Optimizing for Savings: Cleaning Your [Ware]house

Published in

Mercado Libre Tech

9 min readMar 22, 2024

Have you noticed that the more time you spend at home, the more disorder seems to accumulate? As the day goes by, the kitchen starts to fill up with things to clean: the breakfast cup, the juice glass that you drank from, the lunch dishes you said “I’ll clean later.” And before you know it, the sink is full of dirty items. When you want to use the kitchen, you’ll first have to take a good amount of time to clean everything and put each thing in its place. It becomes necessary, then, to maintain a minimum order during the day, so that when the night comes, you can spend that time doing things you enjoy, like pursuing hobbies, engaging in self-care, or simply relaxing.

Well, a data warehouse is not much different. Data models are dynamic creatures that change and transform with greater or lesser frequency, depending on the model. This presents a challenge for data teams that need to keep the data model consistent, coherent, and at the same time, flexible enough to meet the needs of both business and users. And, just like in your house, it is necessary to keep it clean and clutter-free; otherwise, disorder gets out of control, and then it will cost twice as much to put things back in their place.

This is the reason why in the Commerce Benefits Team here at Mercado Libre, we put on our gloves and set out to clean our warehouse.

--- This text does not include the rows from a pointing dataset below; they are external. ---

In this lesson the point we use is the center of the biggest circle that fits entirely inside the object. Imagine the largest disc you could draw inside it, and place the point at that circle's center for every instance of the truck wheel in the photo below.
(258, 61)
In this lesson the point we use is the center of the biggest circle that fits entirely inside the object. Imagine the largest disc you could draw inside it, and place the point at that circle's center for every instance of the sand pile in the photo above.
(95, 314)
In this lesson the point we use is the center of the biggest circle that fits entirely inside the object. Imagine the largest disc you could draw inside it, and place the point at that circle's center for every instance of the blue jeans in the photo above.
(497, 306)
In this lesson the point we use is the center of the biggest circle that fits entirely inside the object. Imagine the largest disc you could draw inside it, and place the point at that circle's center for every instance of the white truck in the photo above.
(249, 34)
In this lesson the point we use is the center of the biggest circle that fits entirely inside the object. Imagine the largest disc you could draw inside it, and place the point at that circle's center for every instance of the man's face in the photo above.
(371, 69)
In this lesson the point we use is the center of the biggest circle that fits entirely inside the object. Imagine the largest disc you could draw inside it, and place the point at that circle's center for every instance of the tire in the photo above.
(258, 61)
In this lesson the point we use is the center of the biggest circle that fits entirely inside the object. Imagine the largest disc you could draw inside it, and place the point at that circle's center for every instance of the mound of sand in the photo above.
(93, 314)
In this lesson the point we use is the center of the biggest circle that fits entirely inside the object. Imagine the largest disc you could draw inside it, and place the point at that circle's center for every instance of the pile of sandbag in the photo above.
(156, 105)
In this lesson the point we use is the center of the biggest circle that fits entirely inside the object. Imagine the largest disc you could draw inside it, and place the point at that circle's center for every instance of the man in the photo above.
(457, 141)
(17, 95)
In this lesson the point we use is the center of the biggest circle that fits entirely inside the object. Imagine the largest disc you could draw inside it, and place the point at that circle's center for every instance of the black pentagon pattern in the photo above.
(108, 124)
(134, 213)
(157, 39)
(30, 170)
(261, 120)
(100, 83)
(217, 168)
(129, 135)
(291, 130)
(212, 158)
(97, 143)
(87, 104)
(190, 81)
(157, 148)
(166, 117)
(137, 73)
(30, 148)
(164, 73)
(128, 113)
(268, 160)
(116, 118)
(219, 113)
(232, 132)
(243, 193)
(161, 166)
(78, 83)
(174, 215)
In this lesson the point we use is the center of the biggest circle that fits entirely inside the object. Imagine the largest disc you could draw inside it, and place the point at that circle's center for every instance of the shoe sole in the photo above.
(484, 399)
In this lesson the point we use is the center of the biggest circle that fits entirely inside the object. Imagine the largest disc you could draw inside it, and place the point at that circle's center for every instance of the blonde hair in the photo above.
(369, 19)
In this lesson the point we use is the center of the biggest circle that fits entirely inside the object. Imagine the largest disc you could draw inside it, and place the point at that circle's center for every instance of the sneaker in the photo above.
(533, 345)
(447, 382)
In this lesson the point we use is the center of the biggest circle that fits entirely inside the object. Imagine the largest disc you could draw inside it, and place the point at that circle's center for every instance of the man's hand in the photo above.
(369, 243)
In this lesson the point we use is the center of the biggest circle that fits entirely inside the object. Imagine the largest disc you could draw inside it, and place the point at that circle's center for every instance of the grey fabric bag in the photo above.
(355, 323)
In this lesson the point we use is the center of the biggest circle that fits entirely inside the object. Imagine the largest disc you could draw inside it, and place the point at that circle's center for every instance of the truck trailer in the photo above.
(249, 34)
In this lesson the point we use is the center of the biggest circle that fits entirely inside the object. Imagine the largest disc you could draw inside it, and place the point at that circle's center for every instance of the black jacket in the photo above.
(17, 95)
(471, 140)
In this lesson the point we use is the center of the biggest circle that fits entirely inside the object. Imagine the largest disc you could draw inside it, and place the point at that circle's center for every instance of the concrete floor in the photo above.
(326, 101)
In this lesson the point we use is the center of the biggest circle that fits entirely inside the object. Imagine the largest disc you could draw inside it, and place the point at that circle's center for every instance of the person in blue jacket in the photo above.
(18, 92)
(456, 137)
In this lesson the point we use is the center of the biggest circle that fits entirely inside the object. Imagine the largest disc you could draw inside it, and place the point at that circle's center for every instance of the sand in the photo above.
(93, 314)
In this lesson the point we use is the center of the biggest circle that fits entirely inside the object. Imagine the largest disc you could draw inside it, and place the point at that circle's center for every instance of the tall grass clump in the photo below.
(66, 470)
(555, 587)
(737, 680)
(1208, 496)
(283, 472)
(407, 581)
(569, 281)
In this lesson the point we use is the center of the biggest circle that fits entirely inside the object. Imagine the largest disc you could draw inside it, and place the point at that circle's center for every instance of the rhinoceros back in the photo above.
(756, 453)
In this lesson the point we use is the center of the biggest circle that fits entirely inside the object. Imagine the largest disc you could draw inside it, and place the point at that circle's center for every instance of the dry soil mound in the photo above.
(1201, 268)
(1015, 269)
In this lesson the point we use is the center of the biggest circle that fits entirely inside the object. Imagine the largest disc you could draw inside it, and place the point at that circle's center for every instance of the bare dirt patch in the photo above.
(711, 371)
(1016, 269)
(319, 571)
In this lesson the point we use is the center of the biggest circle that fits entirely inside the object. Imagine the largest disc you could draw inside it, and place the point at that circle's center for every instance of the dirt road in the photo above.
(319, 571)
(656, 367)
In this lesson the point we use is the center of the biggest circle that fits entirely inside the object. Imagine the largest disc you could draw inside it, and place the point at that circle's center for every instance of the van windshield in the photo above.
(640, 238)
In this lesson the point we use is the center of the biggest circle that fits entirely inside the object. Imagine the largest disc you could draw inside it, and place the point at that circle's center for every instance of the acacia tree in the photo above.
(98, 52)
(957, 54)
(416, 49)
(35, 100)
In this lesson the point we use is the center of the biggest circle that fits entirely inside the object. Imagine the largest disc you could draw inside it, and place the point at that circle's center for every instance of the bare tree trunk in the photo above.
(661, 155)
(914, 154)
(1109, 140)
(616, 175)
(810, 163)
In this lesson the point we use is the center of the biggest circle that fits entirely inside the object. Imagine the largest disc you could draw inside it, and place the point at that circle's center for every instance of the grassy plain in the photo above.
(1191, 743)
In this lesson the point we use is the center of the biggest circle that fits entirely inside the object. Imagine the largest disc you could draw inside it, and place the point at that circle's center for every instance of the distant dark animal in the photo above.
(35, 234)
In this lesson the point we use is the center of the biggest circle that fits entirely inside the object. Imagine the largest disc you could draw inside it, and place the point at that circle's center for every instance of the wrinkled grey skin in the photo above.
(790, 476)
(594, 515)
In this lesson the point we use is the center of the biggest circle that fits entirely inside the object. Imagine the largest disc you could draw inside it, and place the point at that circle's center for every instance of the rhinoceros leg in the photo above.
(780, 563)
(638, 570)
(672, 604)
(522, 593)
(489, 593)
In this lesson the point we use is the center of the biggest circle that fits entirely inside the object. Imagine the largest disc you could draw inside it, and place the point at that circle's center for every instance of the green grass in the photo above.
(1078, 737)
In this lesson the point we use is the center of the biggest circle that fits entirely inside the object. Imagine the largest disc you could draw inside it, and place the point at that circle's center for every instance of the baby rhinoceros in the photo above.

We believed, and confirmed, that this refining process would lead us not only to an efficient model but also to cost reduction. Just as a dirty house costs time, effort and money to clean if not maintained, similarly, a disorganized, decentralized and poorly maintained data warehouse is costly. We started by applying this methodology to our Coupons model and then extended it to the entire Benefits model. We worked on a total of 110 jobs and 114 tables over a period of 3 months.

While striving to achieve this, Data Mesh arose — a novel paradigm of Infrastructure and Culture developed by Mercado Libre’s IT team. This paradigm empowers each Data Team with a Domain, a self-managed environment. This helped us complete a vision where not only would the data warehouse be efficient and optimal, but also where we would gain total ownership over our data products. You can learn more about this new paradigm by reading Ignacio Weinberg’s article Data Mesh @ MELI: Building Highways for Thousands of Data Producers. Consequently, our task expanded beyond cleaning and streamlining the model to include migrating our tables and jobs to this new environment. To reach both goals, our strategy was to bring into our domain only those elements that had undergone this cleaning and optimization process. Now, let’s take a deep dive into it.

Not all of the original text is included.